Democrats hold a 41 percent to 34 percent registration advantage over Republicans in SD 15. But the district is large and diverse, and 20 percent of the voters decline to state a partisan preference.

In a higher turnout election, much of the effort has focused on these voters. But with turnout expected to be even lower than the 29 percent registered in last week’s primary — and nothing else on the ballot — the efforts by both parties is focusing on getting core voters to the polls.

Polling done by the Laird campaign showed he and Blakeslee were essentially even, with 32 percent and 33 percent respectively. Two other candidates, Libertarian businessman Mark Hinkle and independent Jim Fitzgerald, each have 4 percent. Over a quarter of voters are undecided.

If no one wins a majority, the top-two vote getters move into an August 17 runoff. The governor also chose this date in direct contradiction of the wishes of local election officials, who wanted it consolidated with the November 2 general election.

Both men have been hitting the airwaves.

Laird spent nearly half of what he’s raised — $330,000 out of $812,000 — on a big TV buy starting in late May.

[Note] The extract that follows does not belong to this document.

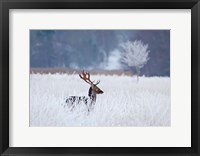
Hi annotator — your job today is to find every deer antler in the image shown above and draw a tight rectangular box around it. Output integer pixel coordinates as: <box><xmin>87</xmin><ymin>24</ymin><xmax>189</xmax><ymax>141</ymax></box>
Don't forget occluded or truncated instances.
<box><xmin>94</xmin><ymin>80</ymin><xmax>100</xmax><ymax>86</ymax></box>
<box><xmin>79</xmin><ymin>71</ymin><xmax>93</xmax><ymax>85</ymax></box>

He’s been hitting Blakeslee with an ad featuring footage of the burning Deepwater Horizon rig in the Gulf of Mexico and reminding voters that Blakeslee is a former Exxon executive and who has supported offshore drilling while in the Assembly. Platform Irene, which was at the center of a now-aborted effort to lift the ban on drilling in state waters, lies a few miles off the coast of the district, near Santa Maria.

Blakeslee has raised less, $459,000. But he’s spent over $210,000 on TV advertising in recent weeks. He’s also spent over $100,000 on a series of mailers.

While not as moderate as Maldonado, Blakeslee, a former GOP leader of the Assembly, has been running towards the center, with series of spots touting his fiscal responsibility and ability to reach across party lines.